The silvery woolly monkey (Lagothrix lagothricha poeppigii), also known as Poeppig's woolly monkey or the red woolly monkey, is a subspecies of the common woolly monkey from South America. Named after the German zoologist Eduard Friedrich Poeppig, it is found in Brazil, Ecuador and Peru.

== Taxonomy ==
It was initially thought to be a subspecies of the common woolly monkey (L. lagothricha), but was later reclassified as its own species. However, a 2014 phylogenetic study found it to in fact be a subspecies of L. lagothricha; the results of this study have been followed by the American Society of Mammalogists and the IUCN Red List.

== Habitat ==
Silvery woolly monkeys are habituated across the Amazonia, and are found in mature closed-canopy rainforest.

== Dispersal ==
Traditionally, silvery woolly monkeys have a male philopatry and female-biased dispersal. However, recent analysis of genetic data in L. poeppigii suggests that female-biased dispersal may not be strictly followed; both sexes are found to be dispersing. Genetic data and behavioural observations indicate that both sexes may disperse both before and after sexual maturity. However, females typically leave their natal groups to mate. Male-biased dispersal happens to avoid inbreeding and to gain better reproductive opportunities.

== Social structure ==
Silvery woolly monkeys live in multi-sex groups of 20-25 individuals.

== Behavior ==
Silvery woolly monkeys spend less time resting in comparison to other ateline primates. In addition, woolly monkeys spend a relatively small portion of their activity budget socializing. Socializing accounts for 8% to 9% of their activity budget. Woolly monkeys have an extremely low male on male aggression rate. During aggressive intergroup encounters males are more likely to be tolerant of each other. Immature males are likely to associate with adult males, spending significantly more time with other males than immature females. Immature females have little association with other females besides their mother-offspring relationship until dispersal.

=== Social play ===
Silvery woolly monkeys participate in play behaviour by chasing and grappling in groups of 2-5 individuals. Play is most commonly observed in immatures with no significant difference between sexes.

=== Grooming ===
Grooming between silvery woolly monkeys is quite rare. There is significantly different between sexes in received grooming. When grooming does occur it happens in relatively short bouts.

== Reproduction ==
Sexual behaviour is rarely observed within females before their dispersal, although females tend to reach sexual maturity earlier than males. After dispersal females do not begin reproduction until a year after joining their new social group. This delay may be due to not having reach full sexual maturity or social barriers within the group.
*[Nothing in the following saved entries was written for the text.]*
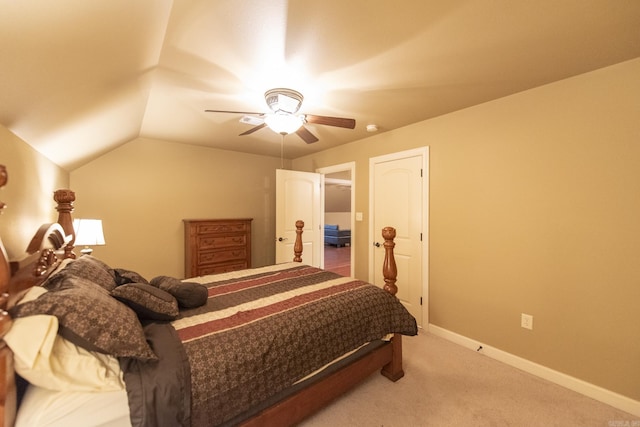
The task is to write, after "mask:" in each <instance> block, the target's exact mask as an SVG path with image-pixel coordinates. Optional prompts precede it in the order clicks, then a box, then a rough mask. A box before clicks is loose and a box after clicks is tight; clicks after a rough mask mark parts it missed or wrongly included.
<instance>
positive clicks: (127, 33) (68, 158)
mask: <svg viewBox="0 0 640 427" xmlns="http://www.w3.org/2000/svg"><path fill="white" fill-rule="evenodd" d="M636 57H640V1H637V0H537V1H525V0H447V1H444V0H401V1H391V0H389V1H387V0H374V1H371V0H348V1H345V0H323V1H311V0H289V1H287V0H269V1H264V0H175V1H171V0H135V1H131V0H92V1H86V0H56V1H43V0H19V1H16V0H0V123H2V125H4V126H5V127H7V128H9V129H10V130H11V131H13V132H14V133H15V134H16V135H18V136H19V137H20V138H22V139H23V140H25V141H26V142H27V143H29V144H30V145H32V146H33V147H34V148H35V149H37V150H38V151H40V152H42V153H43V154H44V155H46V156H47V157H48V158H50V159H51V160H52V161H54V162H55V163H57V164H59V165H61V166H62V167H64V168H66V169H67V170H72V169H74V168H75V167H78V166H79V165H82V164H84V163H86V162H87V161H89V160H91V159H93V158H95V157H97V156H99V155H101V154H103V153H105V152H107V151H109V150H112V149H114V148H116V147H118V146H120V145H122V144H124V143H126V142H128V141H131V140H133V139H135V138H138V137H145V138H154V139H162V140H167V141H174V142H179V143H185V144H195V145H202V146H210V147H217V148H221V149H226V150H236V151H241V152H247V153H256V154H262V155H272V156H280V144H281V142H282V140H281V136H280V135H278V134H276V133H275V132H273V131H271V130H270V129H268V128H265V129H261V130H259V131H257V132H254V133H251V134H250V135H246V136H238V135H239V134H240V133H242V132H245V131H247V130H248V129H250V128H251V125H248V124H245V123H241V122H240V121H239V119H240V118H241V117H242V115H241V114H225V113H205V111H204V110H205V109H218V110H233V111H250V112H253V111H255V112H266V111H267V105H266V104H265V100H264V92H265V91H266V90H268V89H271V88H274V87H289V88H292V89H295V90H298V91H300V92H301V93H302V94H303V95H304V101H303V104H302V108H301V110H300V111H301V112H303V113H311V114H319V115H327V116H338V117H348V118H354V119H356V123H357V124H356V128H355V129H353V130H351V129H343V128H337V127H330V126H324V125H317V124H307V125H306V127H307V129H308V130H309V131H311V132H312V133H313V134H314V135H316V136H317V137H318V138H319V141H318V142H316V143H313V144H306V143H305V142H304V141H303V140H302V139H300V138H299V137H298V136H297V135H295V134H291V135H288V136H286V137H285V139H284V144H285V145H284V146H285V151H284V152H285V156H286V157H288V158H295V157H298V156H301V155H305V154H309V153H311V152H314V151H320V150H324V149H327V148H330V147H333V146H336V145H339V144H344V143H347V142H350V141H354V140H358V139H362V138H364V137H366V136H369V135H370V134H368V133H367V131H366V125H368V124H376V125H377V127H378V132H385V131H389V130H392V129H396V128H398V127H402V126H405V125H408V124H410V123H414V122H418V121H422V120H425V119H428V118H431V117H435V116H438V115H442V114H446V113H448V112H451V111H455V110H458V109H462V108H465V107H469V106H472V105H476V104H479V103H483V102H486V101H490V100H492V99H496V98H500V97H503V96H507V95H510V94H513V93H516V92H520V91H523V90H527V89H530V88H533V87H536V86H540V85H544V84H547V83H550V82H553V81H557V80H560V79H564V78H567V77H571V76H574V75H577V74H581V73H584V72H588V71H591V70H594V69H598V68H601V67H604V66H607V65H611V64H615V63H618V62H622V61H625V60H629V59H632V58H636Z"/></svg>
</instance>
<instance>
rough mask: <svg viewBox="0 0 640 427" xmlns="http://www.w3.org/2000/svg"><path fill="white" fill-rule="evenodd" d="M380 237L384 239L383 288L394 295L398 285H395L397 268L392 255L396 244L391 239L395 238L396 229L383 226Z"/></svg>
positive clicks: (396, 291) (395, 259)
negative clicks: (384, 226) (383, 276)
mask: <svg viewBox="0 0 640 427" xmlns="http://www.w3.org/2000/svg"><path fill="white" fill-rule="evenodd" d="M382 238H383V239H384V244H383V246H384V262H383V263H382V275H383V276H384V290H385V291H387V292H389V293H390V294H391V295H395V294H396V293H398V287H397V286H396V279H397V277H398V268H397V267H396V259H395V257H394V256H393V248H394V247H395V246H396V244H395V243H394V241H393V239H395V238H396V229H395V228H393V227H385V228H383V229H382Z"/></svg>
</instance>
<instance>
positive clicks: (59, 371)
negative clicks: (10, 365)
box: [4, 314, 124, 391]
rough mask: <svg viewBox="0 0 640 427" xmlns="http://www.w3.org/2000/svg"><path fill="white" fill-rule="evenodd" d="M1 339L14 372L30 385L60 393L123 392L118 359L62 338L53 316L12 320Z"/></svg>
mask: <svg viewBox="0 0 640 427" xmlns="http://www.w3.org/2000/svg"><path fill="white" fill-rule="evenodd" d="M4 339H5V341H6V343H7V345H8V346H9V348H11V351H12V352H13V354H14V362H15V368H16V372H17V373H18V374H20V376H21V377H22V378H24V379H26V380H27V381H29V383H31V384H33V385H36V386H39V387H44V388H47V389H49V390H60V391H112V390H124V381H123V379H122V377H121V375H120V373H121V370H120V365H119V363H118V359H116V358H115V357H113V356H109V355H106V354H100V353H92V352H90V351H87V350H85V349H84V348H82V347H78V346H76V345H75V344H73V343H71V342H70V341H67V340H66V339H64V338H62V337H61V336H60V335H58V319H57V318H56V317H55V316H48V315H44V314H43V315H37V316H28V317H21V318H18V319H15V320H14V322H13V325H11V329H10V330H9V332H8V333H7V335H5V337H4Z"/></svg>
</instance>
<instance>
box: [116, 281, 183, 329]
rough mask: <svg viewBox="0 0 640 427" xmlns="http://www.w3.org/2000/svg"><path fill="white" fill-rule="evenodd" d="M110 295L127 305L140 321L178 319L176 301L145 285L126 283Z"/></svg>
mask: <svg viewBox="0 0 640 427" xmlns="http://www.w3.org/2000/svg"><path fill="white" fill-rule="evenodd" d="M111 295H112V296H113V297H114V298H116V299H117V300H119V301H122V302H123V303H125V304H126V305H128V306H129V307H130V308H131V309H132V310H133V311H135V312H136V314H137V315H138V317H139V318H141V319H151V320H173V319H175V318H176V317H178V314H179V312H178V301H176V299H175V298H174V297H173V295H171V294H170V293H168V292H165V291H163V290H162V289H159V288H156V287H155V286H151V285H149V284H147V283H127V284H126V285H122V286H118V287H117V288H115V289H114V290H113V291H112V292H111Z"/></svg>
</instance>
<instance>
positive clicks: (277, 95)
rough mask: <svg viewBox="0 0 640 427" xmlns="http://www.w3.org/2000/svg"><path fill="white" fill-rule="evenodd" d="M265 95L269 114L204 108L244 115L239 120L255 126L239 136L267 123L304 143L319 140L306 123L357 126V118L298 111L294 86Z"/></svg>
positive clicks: (218, 111)
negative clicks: (289, 87) (337, 116)
mask: <svg viewBox="0 0 640 427" xmlns="http://www.w3.org/2000/svg"><path fill="white" fill-rule="evenodd" d="M264 98H265V101H266V102H267V105H268V106H269V109H270V110H271V112H270V113H254V112H249V111H226V110H205V112H207V113H231V114H244V116H243V117H242V118H241V119H240V121H241V122H243V123H247V124H251V125H254V127H252V128H251V129H249V130H248V131H246V132H243V133H241V134H240V136H243V135H249V134H251V133H253V132H255V131H258V130H260V129H262V128H263V127H266V126H268V127H269V128H270V129H271V130H273V131H274V132H277V133H279V134H282V135H287V134H290V133H294V132H295V134H296V135H298V136H299V137H300V138H302V139H303V140H304V142H306V143H307V144H311V143H313V142H316V141H318V138H316V136H315V135H314V134H312V133H311V132H309V130H308V129H307V128H305V127H304V124H305V123H313V124H317V125H327V126H335V127H341V128H347V129H354V128H355V127H356V121H355V120H354V119H346V118H342V117H328V116H317V115H314V114H297V113H298V110H300V106H301V105H302V100H303V99H304V98H303V96H302V94H301V93H300V92H298V91H295V90H293V89H285V88H276V89H270V90H268V91H266V92H265V94H264Z"/></svg>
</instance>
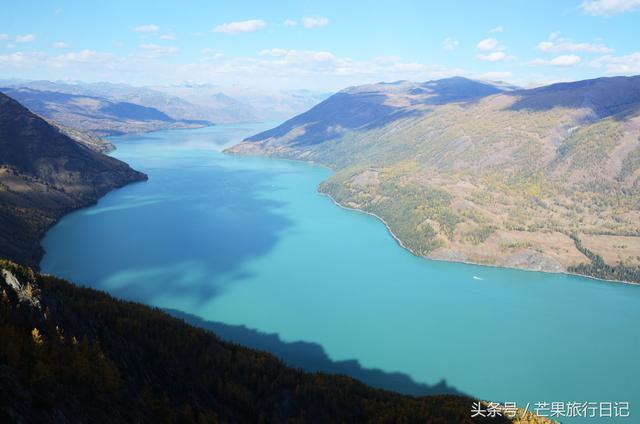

Females had a low tolerance to other females engaging in mating behaviour while males were tolerant of mating by other males. Females solicit a male by displaying an open-mouthed grin while shaking their head in the direction of the male. This expression occasionally occurs by both sexes during a mount.

Silvery woolly monkey reproductive events are the season with births mainly occurring between May and September. During this there is lower fruit availability, while periods of conception happen during points of higher fruit availability.

== Development ==
Silvery woolly monkeys are considered infants until around 6 months. Silvery woolly monkeys are locomotory independent at 2 years, and typically become socially independent after 3 years.

== Diet ==
Silvery woolly monkeys spend a majority of their day on subsistence activity; consuming plants and foraging for animal prey. Silvery woolly monkey's diet consists of 64% to 89% fruit; either ripe or nearly ripe. Silvery woolly monkeys will spit out the seeds of fruits to solely eat the flesh. Around 17% of their time is spent foraging, foraging usually occurs in large groups.